The Informant was not just any movie-going experience for me. When I showed up to the free screening I found online this past Tuesday, I met the unexpected sight of a red carpet. Turns out I was at the New York premiere, and I soon found myself sharing a theater with the likes of Matt Damon, Joel McHale, and Steven Soderbergh. Not that I got a good look at any of them. I came in the back entrance and sat in the front with the commoners. Still, pretty cool.
As for the movie itself, it was a lot of fun. Based on a true story (but adjusted heavily enough to turn the serious truth into a comedy), The Informant finds Matt Damon playing Mark Whitacre, family man and top exec in one of those big pharmabiological type companies that make a ton of money even though you and I have no idea what it is they actually do. When the FBI is brought in over another matter, Whitacre gets the chance to play the crusader as he volunteers information on a massive price-fixing scheme.
Sure, the FBI agents (played by Scott Bakula and The Soup's Joel McHale) question why a guy making six figures who isn't wanted for any other crime would turn informant, but soon enough that's exactly what he becomes. Wearing a wire for years, he gets the FBI their case. But once they start looking a little closer at their informant, they realize he may not be all he says.
With all of that though, the movie succeeds most as a character piece. Matt Damon, not needing the extra weight to make you forget the Jason Bournes and Will Huntings he's played in the past, takes a character who at first seems a joke into something far more interesting. Early on, we're given snippets of his nonsensical, word association inner monologue, simplying nothing is going on upstairs. And if you've seen the trailers, making him out to be some sort of bumbling fool who does all but should out "I'm an informant," you'd think the same thing.
The movie works though because that's not at all the case. Damon's Whitacre is actually a highly intelligent man. He's got a PHD, speaks multiple languages, and as far as we can tell executes his job well. Furthermore, he actually makes a decent spy. He never for a second breaks character in front of his bosses, and even improvises when the FBI's gadgets don't work. So it makes all the less sense when he narrates to his wire where people can hear him or pulls out a recorder in the middle of a meeting. This question of how someone can be so smart and so dumb at the same time creates most of the comedy in the movie's first half.
It's in the second half though that the movie really expands from something slight and amusing enough to something better. Once Whitacre becomes the FBI's focus and you start to see what Whitacre's really up to, his character only becomes more complex and Damon's performance all the more impressive. Is he naive, malicious, stupid, crazy? You don't really get any answers, but it's certainly fun to try to figure out.
I've seen some reviews complaining about the '70s aesthetic for a movie set in the '90s, but I think that only adds to the general tone of absurdity.

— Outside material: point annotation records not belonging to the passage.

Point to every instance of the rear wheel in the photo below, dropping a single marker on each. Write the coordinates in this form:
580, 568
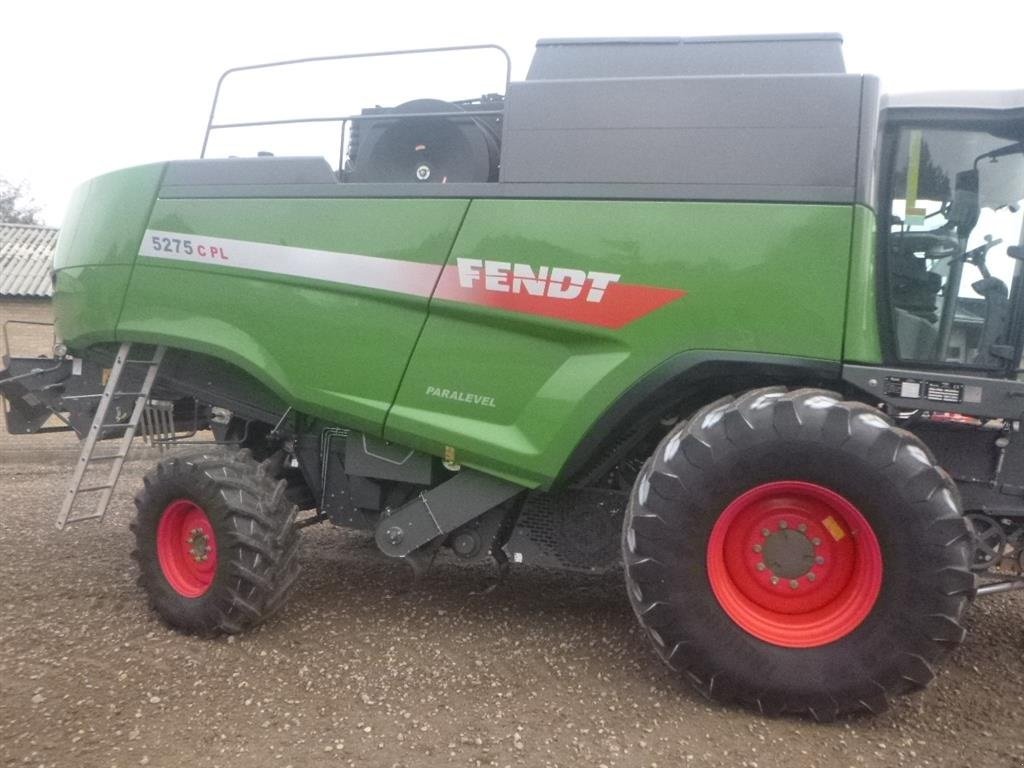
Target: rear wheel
215, 541
798, 553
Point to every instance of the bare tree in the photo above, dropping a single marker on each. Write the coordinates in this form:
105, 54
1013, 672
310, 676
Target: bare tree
15, 206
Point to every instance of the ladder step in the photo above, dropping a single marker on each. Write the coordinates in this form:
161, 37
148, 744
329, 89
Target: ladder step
104, 458
87, 488
81, 518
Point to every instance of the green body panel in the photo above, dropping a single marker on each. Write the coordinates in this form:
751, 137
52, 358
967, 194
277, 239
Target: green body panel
862, 340
759, 278
330, 349
96, 250
766, 279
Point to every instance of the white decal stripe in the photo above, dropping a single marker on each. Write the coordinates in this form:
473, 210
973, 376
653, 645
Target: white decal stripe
410, 278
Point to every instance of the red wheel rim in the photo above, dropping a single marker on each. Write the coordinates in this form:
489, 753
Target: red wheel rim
795, 564
186, 548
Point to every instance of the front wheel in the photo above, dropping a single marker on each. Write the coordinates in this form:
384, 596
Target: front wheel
798, 554
215, 541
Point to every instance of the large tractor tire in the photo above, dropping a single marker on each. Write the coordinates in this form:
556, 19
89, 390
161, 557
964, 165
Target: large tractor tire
799, 554
215, 541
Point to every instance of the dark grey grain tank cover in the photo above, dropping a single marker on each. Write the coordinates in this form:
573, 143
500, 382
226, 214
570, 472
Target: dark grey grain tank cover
581, 58
767, 137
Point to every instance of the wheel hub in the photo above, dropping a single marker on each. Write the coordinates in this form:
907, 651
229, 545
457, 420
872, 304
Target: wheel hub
199, 545
186, 548
795, 564
788, 553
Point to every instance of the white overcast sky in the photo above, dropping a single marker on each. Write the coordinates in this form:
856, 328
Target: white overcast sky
87, 87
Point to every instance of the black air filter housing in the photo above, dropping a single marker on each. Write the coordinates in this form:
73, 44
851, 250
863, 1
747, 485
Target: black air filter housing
416, 146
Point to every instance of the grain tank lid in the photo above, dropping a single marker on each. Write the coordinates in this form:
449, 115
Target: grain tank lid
586, 58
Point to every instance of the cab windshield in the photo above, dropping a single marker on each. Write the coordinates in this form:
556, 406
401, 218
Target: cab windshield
953, 245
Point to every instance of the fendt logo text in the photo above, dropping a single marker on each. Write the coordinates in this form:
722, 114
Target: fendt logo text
554, 283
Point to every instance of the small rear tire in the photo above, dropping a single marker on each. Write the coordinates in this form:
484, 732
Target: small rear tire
797, 553
215, 541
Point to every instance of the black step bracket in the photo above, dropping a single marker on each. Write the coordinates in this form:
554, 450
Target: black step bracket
367, 456
440, 510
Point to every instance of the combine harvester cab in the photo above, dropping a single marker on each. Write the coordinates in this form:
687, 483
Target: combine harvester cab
711, 309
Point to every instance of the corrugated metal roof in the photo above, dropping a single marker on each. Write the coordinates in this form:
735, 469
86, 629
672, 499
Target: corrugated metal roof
26, 256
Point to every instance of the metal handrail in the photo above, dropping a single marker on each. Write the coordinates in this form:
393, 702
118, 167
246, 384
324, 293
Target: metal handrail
211, 126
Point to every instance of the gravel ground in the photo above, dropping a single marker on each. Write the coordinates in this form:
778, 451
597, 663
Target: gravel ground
550, 671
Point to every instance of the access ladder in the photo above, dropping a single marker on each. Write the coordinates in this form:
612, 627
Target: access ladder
100, 426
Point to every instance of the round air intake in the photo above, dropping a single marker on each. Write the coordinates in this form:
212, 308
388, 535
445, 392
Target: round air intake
427, 150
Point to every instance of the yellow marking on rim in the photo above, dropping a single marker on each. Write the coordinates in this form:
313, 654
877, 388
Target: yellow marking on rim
834, 527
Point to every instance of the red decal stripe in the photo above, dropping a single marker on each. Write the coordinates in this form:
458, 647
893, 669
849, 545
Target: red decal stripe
621, 304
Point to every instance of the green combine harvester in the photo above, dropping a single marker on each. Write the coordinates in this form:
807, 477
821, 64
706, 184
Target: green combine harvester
710, 310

The '70s mood makes as much sense in this environment as all the stand-up comedians who populate the cast. In addition to McHale in a major part, there's also Tony Hale (Arrested Development's Buster) as Whitacre's lawyer, and cameos by Patton Oswalt, Best Week Ever host Paul F. Tompkins, and Scott Adsit (30 Rock's Pete).
Since the main jist of the comedy is the incomprehensibility of its lead's actions, the incompatibility of the style and some of the cast only raises the laughs. Which all makes sense for a satire about greed and business ethics. But I'm making this movie sound more serious and thought-provoking than it actually is. The movie's good for laughs, but it's Damon and his character that make it more.